Nieuws | de redactie
17 december 2007 | Hoe boor je filantropische bronnen aan voor onderzoek in het hoger onderwijs? Deze vraag stond centraal tijdens de verschijning van  Engaging Philanthropy for University Research . Dit rapport van de EU Expert Group op dit terrein bracht vertegenwoordigers van zowel Europese research universiteiten als van belangrijke fondsen -zoals The Wellcome Trust, Jacobs Foundation, Global Philanthropic, Volkswagen Stiftung, Fondazione Cariplo- bijeen. Prof. Geert Sanders was lid van de deze groep en geeft voor ScienceGuide de hoofdlijnen van de discussie weer.  

“Men kwam bijeen in Brussel op 4 december om de resultaten van de Expert Group te vernemen en om haar aanbevelingen met elkaar te bespreken. In een zeer levendige wisselwerking, hebben de honderdenzeventig deelnemers zich over en weer laten informeren over de ‘best practices’. Fondsenwervers en fondsenverstrekkers konden elkaar nu direct ontmoeten. Een unieke kans om ook informatie over elkaar’s strategische agenda’s uit te wisselen.

De Euro Commissaris voor Research, Janez Potocnik, opende de conferentie met een beschrijving van de European Research Area (ERA) dat is gericht op het moderniseren van de Europese universiteiten. Iets dat van het grootste belang is, gezien het wat achter blijven van Europa waar het gaat om de hoogste niveau’s van onderzoek dat wereldwijd vanuit universiteiten wordt gedaan. Juist nu Europese universiteiten zich voor de opgave zien gesteld om nog beter te presteren, terwijl de financiering vanuit de overheden in omvang hooguit gelijk blijft of geleidelijk afneemt, is het zaak om andere bronnen van financiering aan te boren. Een voor de hand liggende keuze is die voor publiek- private vormen van samenwerking.

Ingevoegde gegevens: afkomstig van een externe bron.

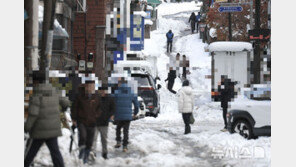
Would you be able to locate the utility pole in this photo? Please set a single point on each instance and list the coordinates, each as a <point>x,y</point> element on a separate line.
<point>47,36</point>
<point>257,59</point>
<point>229,25</point>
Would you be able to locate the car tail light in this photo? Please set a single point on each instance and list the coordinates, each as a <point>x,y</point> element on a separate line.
<point>146,88</point>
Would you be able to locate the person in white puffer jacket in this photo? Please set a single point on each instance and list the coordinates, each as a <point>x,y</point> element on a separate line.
<point>186,104</point>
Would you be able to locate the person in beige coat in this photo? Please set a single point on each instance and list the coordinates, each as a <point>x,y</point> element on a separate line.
<point>186,104</point>
<point>43,122</point>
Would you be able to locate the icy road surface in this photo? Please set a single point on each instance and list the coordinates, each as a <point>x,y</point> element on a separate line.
<point>160,142</point>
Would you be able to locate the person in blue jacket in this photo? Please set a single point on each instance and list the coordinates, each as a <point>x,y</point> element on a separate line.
<point>170,37</point>
<point>124,98</point>
<point>197,20</point>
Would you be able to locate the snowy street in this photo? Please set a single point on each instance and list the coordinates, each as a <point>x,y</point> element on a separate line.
<point>161,141</point>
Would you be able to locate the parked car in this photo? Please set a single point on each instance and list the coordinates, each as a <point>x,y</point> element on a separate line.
<point>250,119</point>
<point>259,92</point>
<point>142,72</point>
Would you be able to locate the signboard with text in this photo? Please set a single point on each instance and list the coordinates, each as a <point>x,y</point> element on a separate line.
<point>230,9</point>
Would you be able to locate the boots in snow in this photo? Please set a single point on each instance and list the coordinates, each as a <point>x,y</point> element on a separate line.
<point>118,144</point>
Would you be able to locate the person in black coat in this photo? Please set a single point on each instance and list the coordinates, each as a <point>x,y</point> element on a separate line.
<point>226,93</point>
<point>171,80</point>
<point>107,110</point>
<point>192,20</point>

In veel gevallen zal fondsenwerving hiervan een onderdeel uitmaken.

Wat is er voor nodig opdat universiteiten en fondsenverstrekkers succesvol zijn in het elkaar vinden en in het met elkaar samenwerken? William Wakeham, voorzitter van het College van Bestuur van de Universiteit van Southampton en voorzitter van de EU Expert Group, presenteerde vier modellen met betrekking tot de verhouding tussen tussen universiteiten enerzijds en soorten van donoren anderzijds (zie figuur). De vier modellen typeerde hij als volgt:

-Het model van de grote giften

-Het model van de externe onderzoeksfondsen

-Het gemengde model van de diverse financieringsbronnen

-Het alumni-model

Aan het ene einde van het spectrum is het model van de grote giften erop gericht om alle inspanningen te concentreren op het verkrijgen van donaties van de meest welvarende mensen. Dit model vertegenwoordigt de dominante benadering van fondsenwerving door universiteiten. Vanuit het College van Bestuur is er de dagelijkse aandacht voor het ontwikkelen en onderhouden van relaties met welvarende mensen. De donaties die in dit model worden gerealiseerd, zijn in het algemeen groter dan die in de andere drie modellen; verder is het kenmerkend dat de aanwending van de middelen in hoge mate is gespecificeerd door de donoren, dit uiteraard in lijn met de ‘overall’-strategie van de universiteit.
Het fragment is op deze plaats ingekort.